Corporate Inversions and in Terrorem Rulemaking

by Andy Grewal — Wednesday, Sept. 24, 2014

This week, the Treasury and IRS released a notice addressing so-called corporate inversions, through which U.S. companies essentially shuffle their legal structures to reduce the amount of income subject to U.S. taxes.  It’s not surprising that this guidance came out, given that President Obama himself has lambasted the alleged “corporate deserters” who have taken advantage of the tax benefits associated with inversions.

However, the immediate impact of the IRS notice might come across as a surprise to those accustomed to the APA’s default procedural framework.  Usually, to promulgate substantive rules, like those relating to inversions, an agency must first issue a notice of proposed rulemaking and solicit comments.   Under the APA, substantive rules generally take effect only on the completion of this process.

Consistent with the APA, the IRS notice does not purport to provide any immediately effective rules.  Rather, it simply announces that it will, at some point, issue regulations targeting inversions.  Yet news outlets correctly report that the IRS’s notice will have immediate effect and that any company undergoing an inversion on or after the date of the notice (Sept. 22, 2014) will face tighter restrictions.

So what’s going on here?  Under Section 7805(b)(1)(C) of the tax code, the Treasury enjoys the authority to issue regulations retroactive to the date on which any notice describing the anticipated regulations is issued.  Consequently, a mere notice can alter taxpayer behavior, even in the absence of any actual rulemaking activity.  The in terrorem effect of retroactive regulations will encourage taxpayers to immediately take IRS notices into account, whether or not the agency follows through with rulemaking.
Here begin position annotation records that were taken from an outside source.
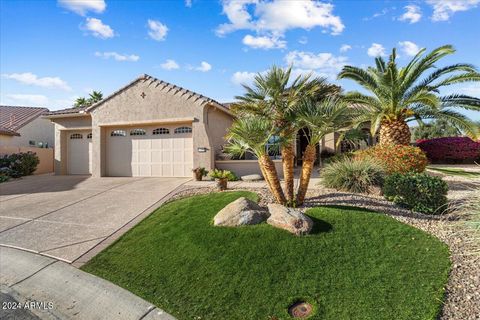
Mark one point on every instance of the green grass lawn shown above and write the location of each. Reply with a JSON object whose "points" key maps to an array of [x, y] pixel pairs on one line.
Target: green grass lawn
{"points": [[457, 172], [355, 265]]}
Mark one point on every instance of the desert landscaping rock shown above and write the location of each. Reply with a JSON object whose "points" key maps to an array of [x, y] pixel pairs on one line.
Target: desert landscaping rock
{"points": [[252, 177], [289, 219], [240, 212]]}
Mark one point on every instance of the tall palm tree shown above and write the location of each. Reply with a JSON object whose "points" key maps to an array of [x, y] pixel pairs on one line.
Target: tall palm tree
{"points": [[251, 134], [320, 118], [275, 95], [402, 94]]}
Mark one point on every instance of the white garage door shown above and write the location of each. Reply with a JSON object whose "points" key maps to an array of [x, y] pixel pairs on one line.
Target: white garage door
{"points": [[79, 152], [150, 152]]}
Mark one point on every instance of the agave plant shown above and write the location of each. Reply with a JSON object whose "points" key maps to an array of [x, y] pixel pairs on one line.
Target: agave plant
{"points": [[402, 94]]}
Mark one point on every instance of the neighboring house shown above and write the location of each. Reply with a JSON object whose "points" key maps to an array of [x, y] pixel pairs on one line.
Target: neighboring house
{"points": [[147, 128], [25, 127]]}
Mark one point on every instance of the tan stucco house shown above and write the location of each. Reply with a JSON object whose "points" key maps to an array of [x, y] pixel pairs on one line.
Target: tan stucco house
{"points": [[25, 127], [147, 128]]}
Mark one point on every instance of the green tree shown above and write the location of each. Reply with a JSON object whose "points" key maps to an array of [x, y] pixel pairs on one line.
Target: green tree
{"points": [[402, 94]]}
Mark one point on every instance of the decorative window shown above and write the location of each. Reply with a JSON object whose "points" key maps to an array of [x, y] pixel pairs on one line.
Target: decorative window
{"points": [[161, 131], [183, 130], [118, 133], [138, 132]]}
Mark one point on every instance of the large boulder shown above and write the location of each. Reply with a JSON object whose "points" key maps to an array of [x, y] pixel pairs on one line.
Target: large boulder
{"points": [[289, 219], [240, 212]]}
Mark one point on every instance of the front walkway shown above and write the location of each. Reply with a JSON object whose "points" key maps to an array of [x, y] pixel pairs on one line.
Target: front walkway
{"points": [[61, 291]]}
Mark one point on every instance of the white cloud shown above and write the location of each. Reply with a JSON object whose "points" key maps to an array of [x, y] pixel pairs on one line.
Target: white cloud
{"points": [[412, 14], [409, 48], [98, 28], [117, 56], [29, 99], [271, 19], [263, 42], [32, 79], [323, 63], [444, 9], [81, 7], [157, 30], [204, 67], [169, 64], [376, 50], [345, 48]]}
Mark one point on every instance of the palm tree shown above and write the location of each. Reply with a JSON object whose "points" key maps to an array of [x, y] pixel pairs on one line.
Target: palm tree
{"points": [[251, 134], [399, 95], [320, 118], [275, 95]]}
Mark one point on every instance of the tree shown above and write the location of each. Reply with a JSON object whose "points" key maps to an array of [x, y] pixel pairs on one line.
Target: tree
{"points": [[251, 134], [320, 118], [399, 95], [274, 96]]}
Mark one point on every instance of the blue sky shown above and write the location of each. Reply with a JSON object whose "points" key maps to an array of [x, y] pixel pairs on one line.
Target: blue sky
{"points": [[54, 51]]}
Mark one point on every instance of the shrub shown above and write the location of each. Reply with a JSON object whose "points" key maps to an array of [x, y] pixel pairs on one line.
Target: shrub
{"points": [[417, 191], [354, 175], [451, 149], [20, 164], [396, 158]]}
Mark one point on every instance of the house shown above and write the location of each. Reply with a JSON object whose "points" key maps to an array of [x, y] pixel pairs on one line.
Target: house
{"points": [[147, 128], [25, 127]]}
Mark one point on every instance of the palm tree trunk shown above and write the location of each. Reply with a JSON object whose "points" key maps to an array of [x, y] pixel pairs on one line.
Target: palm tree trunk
{"points": [[307, 167], [394, 132], [271, 176], [288, 158]]}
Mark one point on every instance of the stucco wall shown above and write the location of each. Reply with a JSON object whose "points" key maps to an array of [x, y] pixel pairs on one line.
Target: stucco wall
{"points": [[38, 130]]}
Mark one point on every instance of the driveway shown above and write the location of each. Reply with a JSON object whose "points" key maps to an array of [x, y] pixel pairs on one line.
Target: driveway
{"points": [[72, 217]]}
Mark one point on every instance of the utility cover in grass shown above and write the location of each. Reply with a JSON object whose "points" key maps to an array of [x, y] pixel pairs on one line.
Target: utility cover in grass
{"points": [[355, 264]]}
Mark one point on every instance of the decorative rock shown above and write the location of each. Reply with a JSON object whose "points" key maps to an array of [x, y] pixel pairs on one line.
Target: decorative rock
{"points": [[240, 212], [252, 177], [289, 219]]}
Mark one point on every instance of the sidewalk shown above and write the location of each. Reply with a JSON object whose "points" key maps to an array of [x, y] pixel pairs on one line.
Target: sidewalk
{"points": [[61, 291]]}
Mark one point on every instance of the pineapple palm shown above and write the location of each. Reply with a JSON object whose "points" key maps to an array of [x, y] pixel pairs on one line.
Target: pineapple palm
{"points": [[321, 118], [399, 95], [275, 95]]}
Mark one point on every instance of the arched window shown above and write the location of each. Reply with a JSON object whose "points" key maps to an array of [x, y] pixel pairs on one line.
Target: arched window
{"points": [[118, 133], [183, 130], [161, 131], [76, 136], [138, 132]]}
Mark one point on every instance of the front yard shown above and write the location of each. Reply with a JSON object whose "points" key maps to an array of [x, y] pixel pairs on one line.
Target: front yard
{"points": [[355, 264]]}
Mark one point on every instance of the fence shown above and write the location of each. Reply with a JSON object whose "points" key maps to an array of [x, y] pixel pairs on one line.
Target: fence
{"points": [[45, 155]]}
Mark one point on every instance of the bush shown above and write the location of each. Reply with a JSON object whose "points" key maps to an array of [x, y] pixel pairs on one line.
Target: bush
{"points": [[354, 175], [396, 158], [451, 149], [20, 164], [417, 191]]}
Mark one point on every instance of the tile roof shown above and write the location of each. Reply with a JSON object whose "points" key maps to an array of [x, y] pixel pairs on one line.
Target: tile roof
{"points": [[13, 118]]}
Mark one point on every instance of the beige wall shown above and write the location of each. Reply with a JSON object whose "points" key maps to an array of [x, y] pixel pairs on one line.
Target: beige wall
{"points": [[45, 155], [38, 130], [246, 167]]}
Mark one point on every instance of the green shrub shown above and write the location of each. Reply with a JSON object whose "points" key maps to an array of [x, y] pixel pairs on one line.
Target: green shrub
{"points": [[417, 191], [354, 175], [20, 164], [396, 158]]}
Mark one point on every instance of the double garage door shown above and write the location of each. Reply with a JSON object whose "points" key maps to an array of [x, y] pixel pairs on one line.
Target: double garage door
{"points": [[149, 151]]}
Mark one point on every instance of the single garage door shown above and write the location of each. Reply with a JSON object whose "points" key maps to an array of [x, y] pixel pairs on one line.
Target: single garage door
{"points": [[79, 152], [150, 152]]}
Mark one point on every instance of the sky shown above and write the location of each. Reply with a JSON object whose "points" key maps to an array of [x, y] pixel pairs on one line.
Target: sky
{"points": [[52, 52]]}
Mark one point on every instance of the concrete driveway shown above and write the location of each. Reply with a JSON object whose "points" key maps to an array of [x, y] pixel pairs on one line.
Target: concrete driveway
{"points": [[73, 217]]}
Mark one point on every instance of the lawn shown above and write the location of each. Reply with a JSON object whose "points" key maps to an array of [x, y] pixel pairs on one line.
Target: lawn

I think Section 7805(b)(1)(C) makes sense in some circumstances, especially where urgent or unusual situations establish the need for quick agency action.  But I’m skeptical that the present circumstances warrant the use of the Treasury’s authority.  Inversions have been around a long time and implicate complex code provisions, which tells me that reform should proceed thoughtfully and with Congressional involvement, not through the quick promulgation of an IRS notice apparently prompted by election-year considerations.

Section 7805(b)(1)(C)’s short-circuit of standard rulemaking procedures also concerns me,  given that IRS notices frequently fail to lead to any actual rulemaking.  Having stifled behavior through the threat of retroactive regulations, the IRS moves on to other priorities, and the public never enjoys a meaningful opportunity to comment on the agency’s proposed guidance or to question the agency’s policy decision.

I would prefer that a statutory “good cause” standard apply whenever the IRS uses a notice to threaten retroactive regulations.  This will help ensure that the notice procedure is actually used for pressing matters, and not as an end around the notice and comment safeguards designed to protect the public.  But I’m not holding my breath for any statutory amendment.